But I think I've learned not to grieve on the world's ways, at least not when spring is at hand.

It rained hard the third week in March, then the sky broke clear and one morning the new season was upon us and the swamp was green again, the new leaves on the flooded stands of trees rippling in the breeze off the Gulf, the trunks of the cypress painted with lichen.

Alafair and I rode her Appaloosa bareback down the road, like two wooden clothespins mounted on its spine, and put up a kite in the wind. The kite was a big one, the paper emblazoned with an American flag, and it rose quickly into the sky, higher and higher, until it was only a distant speck above the sugarcane fields to the north.
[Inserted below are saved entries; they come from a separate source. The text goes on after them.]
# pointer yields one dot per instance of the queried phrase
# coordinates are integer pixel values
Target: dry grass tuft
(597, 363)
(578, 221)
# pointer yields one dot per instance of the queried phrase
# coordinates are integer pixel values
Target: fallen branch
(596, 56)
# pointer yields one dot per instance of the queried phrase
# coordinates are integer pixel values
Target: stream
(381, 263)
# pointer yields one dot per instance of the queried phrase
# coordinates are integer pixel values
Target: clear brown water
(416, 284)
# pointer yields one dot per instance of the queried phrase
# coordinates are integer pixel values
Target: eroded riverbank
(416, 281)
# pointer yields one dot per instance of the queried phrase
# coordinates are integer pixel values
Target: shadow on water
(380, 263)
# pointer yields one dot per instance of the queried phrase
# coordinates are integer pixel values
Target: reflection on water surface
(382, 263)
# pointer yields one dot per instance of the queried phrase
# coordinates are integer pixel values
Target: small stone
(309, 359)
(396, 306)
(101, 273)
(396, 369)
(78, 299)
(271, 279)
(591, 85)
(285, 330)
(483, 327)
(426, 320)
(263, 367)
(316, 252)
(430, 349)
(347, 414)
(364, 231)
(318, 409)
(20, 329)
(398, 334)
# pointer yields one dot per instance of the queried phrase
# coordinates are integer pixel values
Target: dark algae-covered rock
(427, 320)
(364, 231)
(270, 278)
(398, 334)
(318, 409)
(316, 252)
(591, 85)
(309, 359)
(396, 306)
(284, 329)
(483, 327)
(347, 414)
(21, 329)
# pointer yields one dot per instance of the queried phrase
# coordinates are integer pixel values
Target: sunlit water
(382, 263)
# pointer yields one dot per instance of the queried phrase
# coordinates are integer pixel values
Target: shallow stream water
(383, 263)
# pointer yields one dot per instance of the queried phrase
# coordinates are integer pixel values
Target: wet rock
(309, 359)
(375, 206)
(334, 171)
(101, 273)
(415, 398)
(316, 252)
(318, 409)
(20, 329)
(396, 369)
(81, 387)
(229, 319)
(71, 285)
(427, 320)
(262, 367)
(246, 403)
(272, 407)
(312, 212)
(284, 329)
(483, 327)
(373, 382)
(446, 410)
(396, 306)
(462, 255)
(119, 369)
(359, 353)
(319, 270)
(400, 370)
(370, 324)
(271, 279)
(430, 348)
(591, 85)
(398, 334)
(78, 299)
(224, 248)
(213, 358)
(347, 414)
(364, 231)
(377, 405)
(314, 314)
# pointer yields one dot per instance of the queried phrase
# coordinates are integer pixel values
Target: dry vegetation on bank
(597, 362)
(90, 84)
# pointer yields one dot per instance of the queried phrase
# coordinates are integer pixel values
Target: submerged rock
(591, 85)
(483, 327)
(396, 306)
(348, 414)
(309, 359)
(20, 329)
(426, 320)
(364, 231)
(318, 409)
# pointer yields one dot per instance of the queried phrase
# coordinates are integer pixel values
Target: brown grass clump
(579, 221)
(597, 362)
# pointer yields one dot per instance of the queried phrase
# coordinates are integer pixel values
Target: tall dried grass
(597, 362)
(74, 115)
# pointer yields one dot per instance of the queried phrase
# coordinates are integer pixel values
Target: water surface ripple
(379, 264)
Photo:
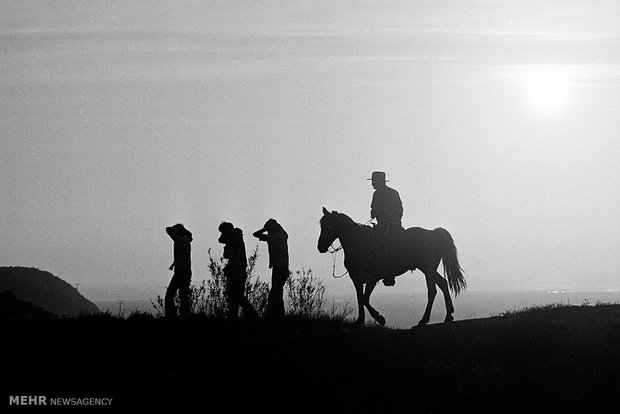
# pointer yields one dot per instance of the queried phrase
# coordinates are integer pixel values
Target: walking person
(277, 244)
(235, 271)
(182, 266)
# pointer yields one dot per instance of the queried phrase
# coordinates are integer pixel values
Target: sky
(497, 120)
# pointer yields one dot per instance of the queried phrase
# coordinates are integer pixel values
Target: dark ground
(554, 360)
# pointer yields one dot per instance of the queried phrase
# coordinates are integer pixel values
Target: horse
(414, 248)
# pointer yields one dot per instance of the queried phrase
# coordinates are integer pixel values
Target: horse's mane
(341, 219)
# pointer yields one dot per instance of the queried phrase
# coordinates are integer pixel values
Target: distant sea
(403, 310)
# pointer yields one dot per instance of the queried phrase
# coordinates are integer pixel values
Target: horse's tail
(451, 267)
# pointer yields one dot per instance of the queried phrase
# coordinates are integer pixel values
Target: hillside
(13, 308)
(44, 290)
(548, 359)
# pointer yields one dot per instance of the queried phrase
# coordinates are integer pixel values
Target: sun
(548, 90)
In my mind's eye I saw the LaRose plantation from the height of Alafair's kite, the rolling hardwoods and the squared fields where Confederate and federal calvary had charged and killed one another and left their horses screaming and disemboweled among the cane stubble, and I wondered what Darwinian moment had to effect itself before we devolved from children flying paper flags in the sky to half-formed creatures thundering in a wail of horns down the road to Roncevaux.

That night we ate crawfish at Possum's in St. Martinville and went by the old church in the center of town and walked under the Evangeline Oaks next to the Teche where I first kissed Bootsie in the summer of 1957 and actually felt the tree limbs spin over my head. Alafair was out on the dock behind the church, dropping pieces of bread in a column of electric light onto the water's surface. Bootsie slipped her arm around my waist and bumped me with her hip.
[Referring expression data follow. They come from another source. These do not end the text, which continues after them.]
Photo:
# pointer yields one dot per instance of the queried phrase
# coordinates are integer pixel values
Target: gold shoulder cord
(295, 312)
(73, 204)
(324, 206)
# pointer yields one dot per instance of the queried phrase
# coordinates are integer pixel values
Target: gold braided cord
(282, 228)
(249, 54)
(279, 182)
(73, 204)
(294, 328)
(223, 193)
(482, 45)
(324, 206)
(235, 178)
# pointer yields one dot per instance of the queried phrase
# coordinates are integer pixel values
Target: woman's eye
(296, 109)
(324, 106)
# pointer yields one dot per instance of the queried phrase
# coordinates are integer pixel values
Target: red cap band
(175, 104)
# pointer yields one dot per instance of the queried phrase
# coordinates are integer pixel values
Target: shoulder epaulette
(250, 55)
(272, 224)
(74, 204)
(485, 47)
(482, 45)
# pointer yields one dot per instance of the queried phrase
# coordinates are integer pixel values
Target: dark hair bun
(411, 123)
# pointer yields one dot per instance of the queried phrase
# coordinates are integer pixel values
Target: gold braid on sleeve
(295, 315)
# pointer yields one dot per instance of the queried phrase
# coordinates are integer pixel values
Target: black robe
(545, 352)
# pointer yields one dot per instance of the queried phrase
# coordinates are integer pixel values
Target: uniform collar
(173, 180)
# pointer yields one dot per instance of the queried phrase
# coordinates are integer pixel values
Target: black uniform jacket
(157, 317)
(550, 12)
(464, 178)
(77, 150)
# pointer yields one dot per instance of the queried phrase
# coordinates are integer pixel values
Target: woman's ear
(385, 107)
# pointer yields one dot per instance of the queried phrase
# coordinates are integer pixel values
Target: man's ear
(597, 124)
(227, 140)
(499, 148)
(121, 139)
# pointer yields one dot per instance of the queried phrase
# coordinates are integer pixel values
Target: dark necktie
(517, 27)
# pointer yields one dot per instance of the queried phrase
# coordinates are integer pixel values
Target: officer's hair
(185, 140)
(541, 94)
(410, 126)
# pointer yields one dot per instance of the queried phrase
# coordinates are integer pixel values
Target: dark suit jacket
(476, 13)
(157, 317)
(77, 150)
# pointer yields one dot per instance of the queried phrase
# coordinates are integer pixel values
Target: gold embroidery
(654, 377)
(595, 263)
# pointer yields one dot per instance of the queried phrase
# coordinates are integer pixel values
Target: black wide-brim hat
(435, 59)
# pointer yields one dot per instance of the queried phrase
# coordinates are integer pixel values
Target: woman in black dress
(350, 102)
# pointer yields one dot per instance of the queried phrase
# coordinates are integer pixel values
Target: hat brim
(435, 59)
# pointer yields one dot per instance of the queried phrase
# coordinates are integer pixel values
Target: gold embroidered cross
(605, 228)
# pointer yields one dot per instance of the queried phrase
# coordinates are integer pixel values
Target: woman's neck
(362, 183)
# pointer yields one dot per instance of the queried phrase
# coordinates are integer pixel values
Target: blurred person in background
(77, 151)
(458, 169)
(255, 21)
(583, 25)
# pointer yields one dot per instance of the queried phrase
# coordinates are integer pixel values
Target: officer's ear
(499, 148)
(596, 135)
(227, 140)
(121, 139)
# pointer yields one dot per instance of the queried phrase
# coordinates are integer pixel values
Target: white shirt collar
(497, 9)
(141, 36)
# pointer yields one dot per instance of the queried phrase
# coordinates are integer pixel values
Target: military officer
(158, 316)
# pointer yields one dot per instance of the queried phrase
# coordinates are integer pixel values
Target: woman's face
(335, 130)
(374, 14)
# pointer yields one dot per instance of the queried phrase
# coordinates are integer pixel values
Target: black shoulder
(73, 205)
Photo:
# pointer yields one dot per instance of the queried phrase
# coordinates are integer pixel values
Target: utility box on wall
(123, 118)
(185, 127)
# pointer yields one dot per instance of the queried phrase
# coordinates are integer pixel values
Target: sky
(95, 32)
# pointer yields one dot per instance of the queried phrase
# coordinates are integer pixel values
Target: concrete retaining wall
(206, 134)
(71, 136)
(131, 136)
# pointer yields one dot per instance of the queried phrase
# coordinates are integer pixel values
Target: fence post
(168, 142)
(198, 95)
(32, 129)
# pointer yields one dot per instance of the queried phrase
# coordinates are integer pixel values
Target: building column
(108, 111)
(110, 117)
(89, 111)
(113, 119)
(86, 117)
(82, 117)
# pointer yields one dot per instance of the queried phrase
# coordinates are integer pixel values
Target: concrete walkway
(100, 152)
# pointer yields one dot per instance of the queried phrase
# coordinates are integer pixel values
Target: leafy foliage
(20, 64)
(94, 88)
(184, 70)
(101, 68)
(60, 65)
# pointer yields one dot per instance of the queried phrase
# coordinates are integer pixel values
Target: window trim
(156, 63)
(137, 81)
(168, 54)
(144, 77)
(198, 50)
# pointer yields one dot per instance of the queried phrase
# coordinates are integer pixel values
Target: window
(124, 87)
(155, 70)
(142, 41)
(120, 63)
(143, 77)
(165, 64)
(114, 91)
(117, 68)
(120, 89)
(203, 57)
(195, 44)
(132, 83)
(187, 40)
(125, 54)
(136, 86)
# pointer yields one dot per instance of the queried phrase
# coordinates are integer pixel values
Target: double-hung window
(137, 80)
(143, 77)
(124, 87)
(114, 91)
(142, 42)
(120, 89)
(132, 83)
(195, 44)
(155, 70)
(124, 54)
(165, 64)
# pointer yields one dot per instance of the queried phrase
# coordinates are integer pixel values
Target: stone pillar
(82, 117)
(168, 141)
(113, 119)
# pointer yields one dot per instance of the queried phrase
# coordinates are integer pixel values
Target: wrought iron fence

"What are you thinking about, slick?" she said.

"You can't ever tell," I said.

That night she and I ate a piece of pecan pie on the picnic table in the backyard, then, like reaching your hand into the past, like giving yourself over to the world of play and nonreason that takes you outside of time, I punched on Alafair's stereo player that contained the taped recording of all the records on Jerry Joe's jukebox.

We danced to "Jolie Blon" and "Tes Yeux Bleu," then kicked it up into overdrive with "Bony Maronie," "Long Tall Sally," and "Short Fat Fanny." Out in the darkness, beyond the glow of the flood lamp in the mimosa tree, my neighbor's cattle were bunching in the coulee as an electric storm veined the sky with lightning in the south. The air was suddenly cool and thick with the sulfurous smell of ozone, the wind blowing dust out of the new cane, the wisteria on our garage flattening against the board walls while shadows and protean shapes formed and reformed themselves, like Greek players on an outdoor stage beckoning to us, luring us from pastoral chores into an amphitheater by the sea, where we would witness once again the unfinished story of ourselves.